Utilising the "Kasayahan ng Lahi"
(history of race), which is an allegory of present Philippine history written by historians who question Philippine history as dictated by imperial powers, this Opera/musical play charts the often conflicting issues besetting the Philippines today.
The central character is Imelda Marcos, whose worldwide infamy for her thousand shoes, her excesses and thwarted mission to 'free her motherland', uncovers her own identity crisis.
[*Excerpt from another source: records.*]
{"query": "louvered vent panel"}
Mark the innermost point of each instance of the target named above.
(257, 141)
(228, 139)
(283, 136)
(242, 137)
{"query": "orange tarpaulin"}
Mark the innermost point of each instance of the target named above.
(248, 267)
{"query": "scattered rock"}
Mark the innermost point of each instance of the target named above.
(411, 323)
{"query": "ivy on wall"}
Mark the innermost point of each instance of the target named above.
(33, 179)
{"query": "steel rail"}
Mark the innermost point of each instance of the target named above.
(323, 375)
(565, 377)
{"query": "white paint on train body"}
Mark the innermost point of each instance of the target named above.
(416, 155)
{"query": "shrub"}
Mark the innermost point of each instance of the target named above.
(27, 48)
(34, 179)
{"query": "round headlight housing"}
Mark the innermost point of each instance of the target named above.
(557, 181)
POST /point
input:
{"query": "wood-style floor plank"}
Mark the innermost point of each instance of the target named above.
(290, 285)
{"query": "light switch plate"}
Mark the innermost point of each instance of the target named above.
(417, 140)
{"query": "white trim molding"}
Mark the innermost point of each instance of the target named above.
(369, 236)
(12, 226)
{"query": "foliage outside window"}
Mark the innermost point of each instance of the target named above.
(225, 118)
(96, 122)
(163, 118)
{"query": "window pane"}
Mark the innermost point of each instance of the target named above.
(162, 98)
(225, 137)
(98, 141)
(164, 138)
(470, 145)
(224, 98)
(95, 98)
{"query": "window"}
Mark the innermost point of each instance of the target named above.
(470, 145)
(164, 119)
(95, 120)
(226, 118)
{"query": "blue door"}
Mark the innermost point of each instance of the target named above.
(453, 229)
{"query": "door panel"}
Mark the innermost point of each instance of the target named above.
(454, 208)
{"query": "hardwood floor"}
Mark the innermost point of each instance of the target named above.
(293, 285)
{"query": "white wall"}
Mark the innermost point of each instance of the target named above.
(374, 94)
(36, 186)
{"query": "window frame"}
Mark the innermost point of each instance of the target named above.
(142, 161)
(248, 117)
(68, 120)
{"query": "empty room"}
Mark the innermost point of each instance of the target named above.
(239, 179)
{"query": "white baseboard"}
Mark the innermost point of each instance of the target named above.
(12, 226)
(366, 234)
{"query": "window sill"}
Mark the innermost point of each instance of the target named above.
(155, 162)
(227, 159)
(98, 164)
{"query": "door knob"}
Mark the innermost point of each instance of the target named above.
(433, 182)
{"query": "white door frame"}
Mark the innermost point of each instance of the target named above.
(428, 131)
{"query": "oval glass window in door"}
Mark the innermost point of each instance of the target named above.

The play's heart lies in the complex issue of identity, juxtaposing mirth and merriment with destitution and despair, through traditional song and dance. The four powerful pillars of Philippine society - religion, business, the military and America as the imperial power weave in and out of the story, further complicating Filipino minds and creating a nation in crisis - of identity, culture, nationhood. Is there such a thing as 'nationhood' in the Philippines, of 7,107 islands with over 100 ethno-linguistic groups, as well as Hispanic and American legacies? What ties the Igorots
of the north to the Lumads
and Muslims of the south?
Starting with the celebrated image of Imelda singing a dramatic ballad on Malacanang Palace's balcony, whilst protesters below shout abuse, baying for her and her husband's blood, the play charts the Marcos era, the couple's increasingly powerful and ruthless partnership, untold wealth and increasingly bizarre pronouncements about 'coronations', beauty and freedom, whilst the population suffers indignity, poverty and repression.
Imelda comes full circle, from being exiled and reviled, to a homecoming when she is once again celebrated, almost electing her as president, but not quite.
In the meantime, the nation, in its quest for itself, is becoming proud of its polarised identity and culture. How else to show this than through its very diverse song and dance traditions.